Hoje, parece que na moral não há fundamentação, sendo que o “bem” se transformou em bem-estar. De fato, a modalidade de sobrevivência do ser humano contemporâneo deixa espaço só a preferências, julgamentos, decisões, opções e prazeres rigorosamente individuais. O fechamento na subjetividade perfeita e o esforço paralelo de absoluta objetividade – ambas focadas no indivíduo – transformam o ser humano ocidental em uma célula autossatisfatória. Estamos vivendo na sociedade do autoerotismo, em uma histérica sede de amor que inicia e termina no “eu”, no vazio das relações, na ignorância da verdade pessoal. Para sair desta “encrenca”, que se tornou uma das causas de muitos transtornos psicopatológicos, é necessário recuperar a verdade do ser humano, mais precisamente da sua existência.

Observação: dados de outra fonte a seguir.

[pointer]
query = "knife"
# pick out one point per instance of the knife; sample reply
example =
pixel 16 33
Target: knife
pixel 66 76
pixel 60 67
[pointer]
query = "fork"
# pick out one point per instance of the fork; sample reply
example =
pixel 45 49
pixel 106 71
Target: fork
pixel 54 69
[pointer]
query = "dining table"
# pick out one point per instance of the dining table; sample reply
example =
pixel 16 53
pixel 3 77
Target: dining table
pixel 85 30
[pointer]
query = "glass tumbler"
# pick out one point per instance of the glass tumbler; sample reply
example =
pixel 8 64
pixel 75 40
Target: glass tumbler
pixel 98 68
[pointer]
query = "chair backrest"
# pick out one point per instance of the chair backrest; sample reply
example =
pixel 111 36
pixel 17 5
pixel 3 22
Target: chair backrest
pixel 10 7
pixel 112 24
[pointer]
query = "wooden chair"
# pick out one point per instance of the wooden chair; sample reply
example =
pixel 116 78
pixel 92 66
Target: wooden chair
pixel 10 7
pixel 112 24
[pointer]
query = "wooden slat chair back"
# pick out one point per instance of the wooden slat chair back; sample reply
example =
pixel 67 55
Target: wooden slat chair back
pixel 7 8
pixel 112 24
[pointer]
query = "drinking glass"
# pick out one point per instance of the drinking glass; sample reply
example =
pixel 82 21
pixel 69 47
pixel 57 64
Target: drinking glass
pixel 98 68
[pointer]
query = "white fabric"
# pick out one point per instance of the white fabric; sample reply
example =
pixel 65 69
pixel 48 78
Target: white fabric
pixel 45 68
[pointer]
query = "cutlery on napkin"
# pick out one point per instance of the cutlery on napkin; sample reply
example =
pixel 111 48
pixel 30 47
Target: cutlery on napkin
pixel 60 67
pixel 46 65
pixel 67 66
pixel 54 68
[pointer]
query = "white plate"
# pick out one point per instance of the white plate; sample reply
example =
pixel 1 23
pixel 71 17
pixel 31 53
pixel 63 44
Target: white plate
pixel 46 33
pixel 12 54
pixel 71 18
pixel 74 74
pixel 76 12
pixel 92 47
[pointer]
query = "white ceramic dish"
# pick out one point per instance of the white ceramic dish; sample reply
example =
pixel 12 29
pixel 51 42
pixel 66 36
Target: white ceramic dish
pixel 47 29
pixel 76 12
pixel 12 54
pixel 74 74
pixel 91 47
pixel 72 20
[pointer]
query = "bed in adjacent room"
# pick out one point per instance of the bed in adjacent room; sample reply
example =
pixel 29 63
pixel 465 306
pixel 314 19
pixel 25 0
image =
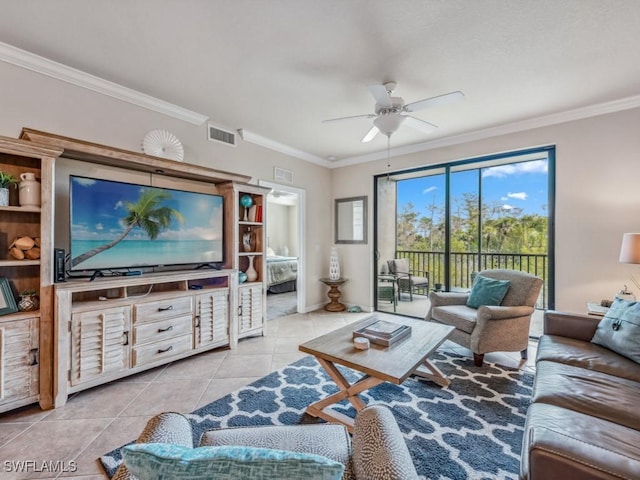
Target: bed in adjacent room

O filósofo e cientista francês Blaise Pascal escreveu que “o homem não passa de um caniço, o mais fraco da natureza, mas é um caniço pensante. Não é preciso que o universo inteiro se arme para esmagá-lo: um vapor ou uma gota d’água basta para matá-lo. Mas, mesmo que o universo o esmagasse, o homem seria ainda mais nobre de quem o mata, porque sabe que morre e a vantagem que o universo tem sobre ele; o universo desconhece tudo isso. Toda a nossa dignidade consiste, pois, no pensamento. Daí que é preciso nos elevarmos, e não do espaço e da duração, que não podemos preencher. Trabalhemos, pois, para bem pensar; eis o princípio da moral”.

Pascal evidencia muito bem que a dignidade humana não consiste nem no “espaço” nem na “duração”, isto é, não consiste na sobrevivência, mas sim no exercício do pensamento. Um pensamento, percebe-se nas entrelinhas, é muito mais do que um simples raciocinar, é um estar ativamente presente frente a si mesmo, aos outros e ao mundo.

Não é isso que desejamos de um amigo? Que não resolva os nossos problemas, e nem mesmo que nos dê sempre razão, mas que nos ajude a entender o que é verdadeiramente importante?

Escutar, estar presente é, portanto, o princípio da moral, sendo a condição básica de qualquer escolha que esteja à altura do ser humano. É assim que cada um transforma qualquer relacionamento em uma promessa de vida, se bem que experimente os seus limites, que consistem na impossibilidade de garantir-se a si mesmo; e a sua grandeza, que consiste na consciência de si, estando consciente dos próprios limites.